October 25, 2011

Tomatoland Chapters Four and Five: Labor issues and Taste.

As far as tomato growers in Florida go, they're pretty powerful and they can get away with a lot of things. So what do you do when you want to change the system? Go to the customers of what the growers produce, and get them to change. It's not a perfect solution, but the only thing to get around the growers - and not even get around all that well, really. If something like the issues regarding labor laws bothers you, research the sources of your produce. 

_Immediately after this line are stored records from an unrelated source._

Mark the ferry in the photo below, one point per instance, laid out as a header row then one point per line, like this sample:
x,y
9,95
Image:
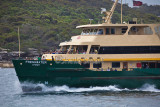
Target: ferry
x,y
126,55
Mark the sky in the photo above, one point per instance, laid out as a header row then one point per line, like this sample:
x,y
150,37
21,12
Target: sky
x,y
149,2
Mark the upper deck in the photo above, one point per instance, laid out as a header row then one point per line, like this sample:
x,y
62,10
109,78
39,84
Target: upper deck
x,y
117,35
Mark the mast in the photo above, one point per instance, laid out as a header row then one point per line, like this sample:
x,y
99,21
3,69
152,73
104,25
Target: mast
x,y
110,13
121,12
19,42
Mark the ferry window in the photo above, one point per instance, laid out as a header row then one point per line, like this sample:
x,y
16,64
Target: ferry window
x,y
140,30
87,32
100,32
94,49
112,31
97,65
158,65
91,32
79,49
115,64
157,30
148,30
129,50
95,31
107,30
85,64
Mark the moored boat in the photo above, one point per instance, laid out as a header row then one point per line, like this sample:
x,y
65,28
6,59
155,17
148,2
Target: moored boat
x,y
126,55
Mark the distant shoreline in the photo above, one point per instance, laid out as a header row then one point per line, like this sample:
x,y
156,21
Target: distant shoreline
x,y
6,64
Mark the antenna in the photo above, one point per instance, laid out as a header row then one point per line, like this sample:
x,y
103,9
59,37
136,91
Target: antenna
x,y
19,43
109,13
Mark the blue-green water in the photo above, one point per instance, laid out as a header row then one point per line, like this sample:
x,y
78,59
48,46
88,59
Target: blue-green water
x,y
11,95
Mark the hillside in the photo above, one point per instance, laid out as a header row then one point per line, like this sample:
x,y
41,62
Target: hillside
x,y
45,23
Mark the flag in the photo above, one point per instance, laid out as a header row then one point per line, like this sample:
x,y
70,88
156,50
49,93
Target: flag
x,y
137,3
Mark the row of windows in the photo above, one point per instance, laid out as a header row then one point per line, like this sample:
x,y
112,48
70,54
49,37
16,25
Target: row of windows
x,y
99,65
117,65
129,50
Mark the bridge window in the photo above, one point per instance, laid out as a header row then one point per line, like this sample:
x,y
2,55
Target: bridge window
x,y
100,32
120,30
97,65
78,49
94,49
112,31
115,64
85,64
92,32
140,30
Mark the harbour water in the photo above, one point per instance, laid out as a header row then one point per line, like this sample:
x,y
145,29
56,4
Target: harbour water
x,y
11,95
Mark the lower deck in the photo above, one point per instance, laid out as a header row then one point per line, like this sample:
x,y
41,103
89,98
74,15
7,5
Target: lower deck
x,y
120,66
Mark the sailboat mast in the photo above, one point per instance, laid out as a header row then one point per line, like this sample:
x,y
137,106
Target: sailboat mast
x,y
19,42
121,12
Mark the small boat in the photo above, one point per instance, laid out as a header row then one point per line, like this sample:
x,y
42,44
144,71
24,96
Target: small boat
x,y
125,54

Tomatoland has discussed farm workers, farm owners, and pesticide usage in tomato production - and now taste. A tomato from the grocery store tastes like a watery ghost of tomato, sometimes with a grainy texture and always a beautiful shiny skin. I'm never satisfied with a grocery store tomato, but I still buy them - I want to make fresh salsa, or need a tomato for the obligatory taco topping or burger addition. Nothing compares to the tomatoes I get from my gardens or the farmers market, tomatoes that have taste and texture that are much more satisfying. So if tomatoes can taste delicious from other sources, why aren't production tomatoes flavorful? It all comes down to processing - a common problem that affects a lot of produce. Growers look for a few key things in vegetables and fruit for production purposes. First, you need a consistent crop - the fruit should be ripe all at the same time to save on labor, and of the same shape and size. Second, the fruit has to survive the production process - the picking, the moving, the packing. A worker picks a tomato, places it in a bucket with a bunch of other tomatoes, and then dumps the tomatoes in a big tub of tomatoes. These tomatoes get trucked to a processing plant, in which the tomatoes travel around between water baths and conveyer belts, falling down here and ratcheting up there. To survive, a tomato needs a thick skin and tough interior to not be squashed. Third, the tomato has to have a long shelf life to endure the entire process and make it to the markets. 

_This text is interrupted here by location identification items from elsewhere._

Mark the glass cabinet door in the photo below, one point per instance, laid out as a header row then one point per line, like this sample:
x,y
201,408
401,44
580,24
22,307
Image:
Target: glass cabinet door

A fresh picked backyard tomato would never survive this process. So what happened? Growers picked fruit that could survive the process. These particular tomatoes are picked at a mature green and then treated with ethylene to induce a red color. Sometimes, these 'mature greens' aren't quite mature, but workers can't tell the difference and the consumer gets tricked. A tomato that gets a high grade in production has a particular shape, shine and color - taste doesn't matter. Taste is tricky because there are a lot of components that go into a particular fruit's taste, and it's difficult to breed according to these tastes because the genetics aren't understood completely. So when a grower understands enough to breed a tough skin, even ripening across the crop, and resistance to some disease, taste is left out.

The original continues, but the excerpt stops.